[Ffmpeg-devel] [Ffmpeg-devel-old] Re: avi out is buggy
Mon May 9 15:27:08 CEST 2005
Wolfram Gloger wrote:
>>Since the posted commands produce a desynched avi from a file that is
>>said to play correctly in mplayer, one could deduce that the streams in
>>it are not inherently synchronized, but the synchro is maintained by the
>>timestamps themselves; in other words, as Michael wrote, at places there
>>are too many or not enough audio samples. Obviously that cant be done if
>>But if the audio is decoded then re-encoded, then ffmpeg
>>*should* be able to produce well-synchronized raw elementary streams at
>>the intermediate stage (after decoding, before encoding) or else the A/V
>>synch code is buggy.
> Yes, and this does in fact work with "-async 1" (or perhaps higher,
> "-async 50". I have used this successfully.
Unfortunately, -async is completely undocumented...
>>What it does exactly is not 100% clear from the
>>source, ffmpeg.c does not seem to make up its mind clearly whether
>>timestamps or rate-times-count hold the truth.

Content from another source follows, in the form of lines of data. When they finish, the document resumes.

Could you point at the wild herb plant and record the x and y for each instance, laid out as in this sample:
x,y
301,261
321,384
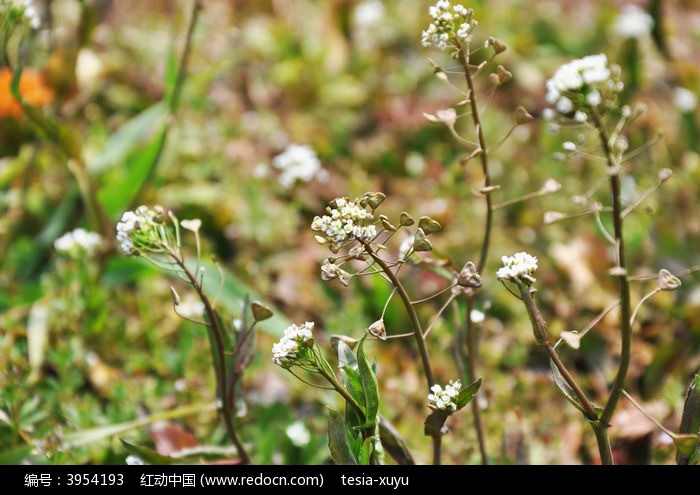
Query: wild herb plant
x,y
73,282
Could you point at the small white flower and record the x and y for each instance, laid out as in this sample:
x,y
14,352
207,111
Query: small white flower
x,y
298,163
298,433
133,223
368,14
346,221
589,77
451,25
685,100
633,22
477,316
443,399
290,346
519,266
593,98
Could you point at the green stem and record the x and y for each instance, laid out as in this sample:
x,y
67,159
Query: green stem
x,y
417,333
342,391
543,337
220,369
483,157
437,450
472,351
406,300
623,282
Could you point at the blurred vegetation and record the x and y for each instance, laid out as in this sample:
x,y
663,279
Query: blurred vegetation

That is, the intermediate
>>stage itself is not a well-specified format, the input and output
>>formats contaminate it.
> I do not see what you mean here -- the "intermediate stage" is raw
> data frames (16bit per channel for audio, AFAICS), but for
> synchronization purposes _only_ the timestamps hold the truth (also
Ah, but *which* timestamps? The intermediate stage should have its own
timestamps (maybe it does; ffmpeg.c is 4000+ lines long!) But there is
currently no option to specify where the intermediate timestamps should
come from. In an MPEG source (e.g.) they could come from PTS in the
system stream; for the video stream they could come from the timecode;
and sometimes (if the timestamps are not reliable maybe because the file
is a concatenation of files, or if the input is raw) you want to rely on
frame rate and frame count. What you do will depend on the file, but
right now there is no way to control effectively what ffmpeg does;
rather, it tries to 'automagically' do whatever is right, with the
result that it is never 100% right, and sometimes horribly wrong.